Thursday, March 11, 2010

"Nothing's tougher than asking you to hand me my wolverine glass full of strawberry milk."

It's spring break, for just about everyone but me it seems. I've been doing so much homework this week (in preparation for next week, Hell week) and been working all day every day, but that's ok. Tomorrow's a holiday! So at least it's a short week.
My boss had to fly home to Australia suddenly on Tuesday. Pray for her, and her family. Apparently she found out before Christmas that her brother has melanoma, and at the time he was planning to have some treatments. But his cancer has advanced too far, and so she's flown home to be with him for the end.
I feel really bad, because in some ways this has been a boon to me. All that homework I mentioned earlier? I've been doing it at work. There's not much to be done, and since it's spring break it's been quieter than normal. I think, tops, there have been about five people in each day this week. (I'm going to propose next year that we shorten our hours even more, because this is ridiculous.) I've also been getting to watch a lot of Hulu. That, and I've been reading my book a bit.
I'm reading a really great new book, by the way. It's called "Bonk" by Mary Roach, and it's about the science of sex. And in a lot of ways, the history of scientific sex research. Very entertaining, because of her style. She says in the forward that she's sure she's a running joke at the San Francisco library for interlibrary loaning articles about such topics as the use of vacuum cleaners in autoerotic asphyxiation. (When I was working in ILL, the oddest request I remember getting was for an article about belly button lint. Apparently it mostly travels up from one's underwear.) I find it really funny that we attribute a symbolic women's empowerment move--Kegel exercises--to someone who vigilantly denied the need for clitoral stimulation as a means of achieving orgasm. The guy was a product of the fifties, and basically hated Kinsey and all of his research about women's orgasm. He didn't have a problem with it, he just agreed with Freud that any woman who needed clitoral stimulation was "stuck in childhood", and needed to be vaginally re-oriented. (Notice, these theories were put forward by men. It's really sad how many women bought into them, however.)

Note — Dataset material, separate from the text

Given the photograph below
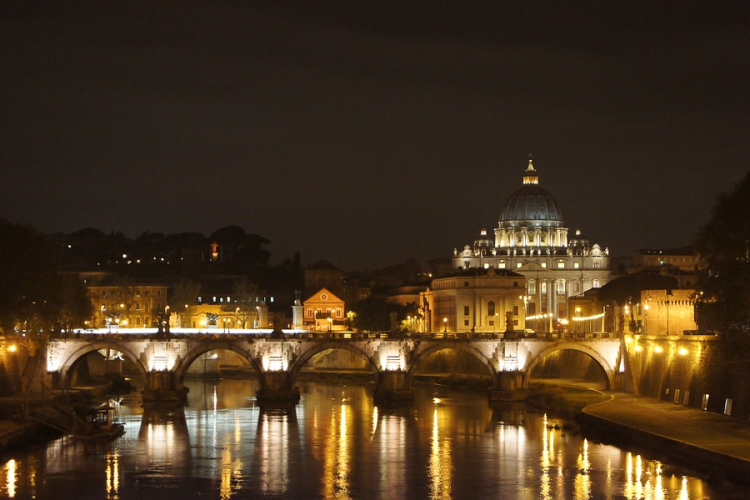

I also didn't realize that the 20's and 30's were relatively open, sexually. At least as far as research and acceptance of the topic. Then the fifties took a few giant leaps backward, no surprise there.
Lastly, I didn't realize there were so many people on sites like the Yahoo Clown Fetish Group (by her count, 642). I don't think anything, in my entire life, that I've thought about, on any topic, could be quite as bizarre as some of the things that have internet sites and even their own special type of porn. But rather than making it all sound weird, Roach approaches the topic as something silly and funny, which is why it's such a great book.